Wer verreisen möchte, ein gutes Restaurant sucht oder einfach nur etwas kaufen will, vertraut oft den Erfahrungen von anderen Menschen. Etwa zwei von drei Kunden richten sich nach Bewertungen auf Online-Portalen oder persönlichen Empfehlungen, geht aus dem Konsummonitor des Handelsverbands Deutschland hervor.
Leuchten neben dem Produkt fünf von fünf Sternen, haben wir direkt einen guten Eindruck. Authentische Erfahrungen anderer Kunden beeinflussen, ob wir kaufen oder nicht.

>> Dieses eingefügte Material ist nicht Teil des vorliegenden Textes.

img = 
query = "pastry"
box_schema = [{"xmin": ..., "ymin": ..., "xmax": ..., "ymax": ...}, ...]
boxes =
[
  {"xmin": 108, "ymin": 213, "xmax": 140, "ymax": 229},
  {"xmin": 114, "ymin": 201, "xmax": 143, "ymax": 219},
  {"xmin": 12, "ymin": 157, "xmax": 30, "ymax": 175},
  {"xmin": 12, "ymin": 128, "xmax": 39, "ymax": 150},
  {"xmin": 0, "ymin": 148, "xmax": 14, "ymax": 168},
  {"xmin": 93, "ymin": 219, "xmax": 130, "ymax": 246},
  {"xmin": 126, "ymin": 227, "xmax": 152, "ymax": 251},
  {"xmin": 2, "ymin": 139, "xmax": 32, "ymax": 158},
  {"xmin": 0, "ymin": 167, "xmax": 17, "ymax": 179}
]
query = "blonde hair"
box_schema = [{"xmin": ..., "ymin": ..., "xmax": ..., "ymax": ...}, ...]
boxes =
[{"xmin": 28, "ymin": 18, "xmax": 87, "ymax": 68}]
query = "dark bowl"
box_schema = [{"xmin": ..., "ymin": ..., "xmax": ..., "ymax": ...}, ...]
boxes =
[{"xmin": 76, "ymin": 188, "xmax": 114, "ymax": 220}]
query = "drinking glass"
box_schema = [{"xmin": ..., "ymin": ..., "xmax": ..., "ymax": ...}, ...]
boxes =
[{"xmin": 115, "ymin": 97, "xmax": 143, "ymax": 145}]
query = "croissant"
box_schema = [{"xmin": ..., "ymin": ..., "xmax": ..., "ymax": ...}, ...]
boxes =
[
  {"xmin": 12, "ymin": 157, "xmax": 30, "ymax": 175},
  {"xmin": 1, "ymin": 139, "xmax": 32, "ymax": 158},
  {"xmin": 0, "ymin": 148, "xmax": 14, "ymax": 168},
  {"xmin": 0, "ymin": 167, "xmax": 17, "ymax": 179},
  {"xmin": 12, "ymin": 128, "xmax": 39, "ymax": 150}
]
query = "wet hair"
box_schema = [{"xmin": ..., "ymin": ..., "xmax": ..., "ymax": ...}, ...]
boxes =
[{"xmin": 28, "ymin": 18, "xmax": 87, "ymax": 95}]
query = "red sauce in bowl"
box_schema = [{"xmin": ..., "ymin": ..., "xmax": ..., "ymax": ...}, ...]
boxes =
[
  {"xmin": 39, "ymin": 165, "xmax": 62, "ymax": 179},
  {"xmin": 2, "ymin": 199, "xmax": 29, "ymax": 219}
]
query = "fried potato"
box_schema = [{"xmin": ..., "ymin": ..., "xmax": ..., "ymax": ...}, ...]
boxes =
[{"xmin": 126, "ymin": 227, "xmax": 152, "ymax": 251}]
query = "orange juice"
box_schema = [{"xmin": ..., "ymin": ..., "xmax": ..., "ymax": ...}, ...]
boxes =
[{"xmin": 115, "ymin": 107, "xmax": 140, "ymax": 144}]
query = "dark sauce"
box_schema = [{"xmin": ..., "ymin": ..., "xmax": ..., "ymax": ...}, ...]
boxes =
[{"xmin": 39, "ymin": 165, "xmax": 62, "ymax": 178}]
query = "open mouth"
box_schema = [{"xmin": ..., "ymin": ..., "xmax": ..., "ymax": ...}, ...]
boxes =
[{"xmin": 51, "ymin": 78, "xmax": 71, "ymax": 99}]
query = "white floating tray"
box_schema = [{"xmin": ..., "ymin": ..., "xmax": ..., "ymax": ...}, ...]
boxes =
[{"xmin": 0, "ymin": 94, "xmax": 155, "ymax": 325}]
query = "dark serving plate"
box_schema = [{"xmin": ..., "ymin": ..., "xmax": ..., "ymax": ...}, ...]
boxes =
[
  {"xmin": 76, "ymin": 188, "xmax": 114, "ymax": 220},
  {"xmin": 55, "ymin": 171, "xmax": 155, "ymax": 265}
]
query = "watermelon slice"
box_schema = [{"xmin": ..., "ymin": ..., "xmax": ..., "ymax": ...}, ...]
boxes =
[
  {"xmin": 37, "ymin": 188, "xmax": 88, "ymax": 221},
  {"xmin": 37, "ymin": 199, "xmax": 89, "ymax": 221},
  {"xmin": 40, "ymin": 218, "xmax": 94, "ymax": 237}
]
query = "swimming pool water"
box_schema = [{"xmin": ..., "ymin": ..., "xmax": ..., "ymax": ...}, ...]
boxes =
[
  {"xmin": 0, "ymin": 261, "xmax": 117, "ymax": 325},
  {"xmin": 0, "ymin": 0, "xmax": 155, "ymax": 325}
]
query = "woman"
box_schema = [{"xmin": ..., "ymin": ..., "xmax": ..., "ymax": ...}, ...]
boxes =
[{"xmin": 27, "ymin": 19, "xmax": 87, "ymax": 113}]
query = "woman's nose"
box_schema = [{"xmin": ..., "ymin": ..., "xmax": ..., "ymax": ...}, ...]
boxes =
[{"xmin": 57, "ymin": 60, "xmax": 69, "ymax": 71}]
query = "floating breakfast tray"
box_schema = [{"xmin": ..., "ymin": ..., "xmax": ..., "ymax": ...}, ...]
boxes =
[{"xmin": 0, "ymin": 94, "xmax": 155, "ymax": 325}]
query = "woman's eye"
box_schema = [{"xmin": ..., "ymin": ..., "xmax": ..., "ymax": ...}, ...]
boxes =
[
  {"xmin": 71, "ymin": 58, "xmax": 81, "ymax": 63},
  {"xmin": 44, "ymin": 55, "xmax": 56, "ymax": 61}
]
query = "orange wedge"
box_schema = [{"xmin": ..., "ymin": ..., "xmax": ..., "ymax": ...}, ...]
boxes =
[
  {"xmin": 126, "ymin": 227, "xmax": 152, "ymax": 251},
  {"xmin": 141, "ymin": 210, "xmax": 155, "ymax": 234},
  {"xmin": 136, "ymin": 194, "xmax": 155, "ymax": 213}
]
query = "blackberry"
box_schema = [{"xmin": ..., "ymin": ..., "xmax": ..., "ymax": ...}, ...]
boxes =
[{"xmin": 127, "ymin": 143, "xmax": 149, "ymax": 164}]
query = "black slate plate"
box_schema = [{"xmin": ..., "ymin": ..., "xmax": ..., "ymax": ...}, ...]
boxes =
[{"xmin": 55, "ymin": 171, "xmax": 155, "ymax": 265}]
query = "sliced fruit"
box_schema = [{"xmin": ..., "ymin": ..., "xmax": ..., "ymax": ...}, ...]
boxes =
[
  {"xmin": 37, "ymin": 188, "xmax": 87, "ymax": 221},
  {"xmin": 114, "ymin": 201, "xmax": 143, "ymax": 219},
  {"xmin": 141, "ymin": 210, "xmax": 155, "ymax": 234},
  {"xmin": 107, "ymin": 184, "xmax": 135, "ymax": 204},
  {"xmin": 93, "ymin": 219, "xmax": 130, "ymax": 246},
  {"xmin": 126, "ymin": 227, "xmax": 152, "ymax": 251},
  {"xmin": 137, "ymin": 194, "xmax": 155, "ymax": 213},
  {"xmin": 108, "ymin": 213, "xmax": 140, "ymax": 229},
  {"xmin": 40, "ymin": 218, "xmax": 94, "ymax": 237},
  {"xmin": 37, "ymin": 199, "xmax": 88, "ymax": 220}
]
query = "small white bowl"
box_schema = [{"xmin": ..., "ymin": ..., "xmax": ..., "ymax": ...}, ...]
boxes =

Verbraucherschützer warnen aber davor, Online-Bewertungen blind zu vertrauen. Ein Drittel oder mehr sind manipuliert. Und längst nicht alle Fake-Bewertungen werden gefunden: "Google und Amazon haben in den vergangenen Jahren Hunderte Millionen gefälschter Bewertungen von ihren Webseiten entfernt. Die Dunkelziffer wird ein Vielfaches höher sein. Verbraucher melden uns immer wieder gefälschte oder vermeintlich gefälschte Bewertungen, die die Unternehmen nicht entdecken", sagt Sabrina Wagner, Referentin für digitale Marktbeobachtung beim Verbraucherzentrale Bundesverband im ntv-Podcast "Wieder was gelernt".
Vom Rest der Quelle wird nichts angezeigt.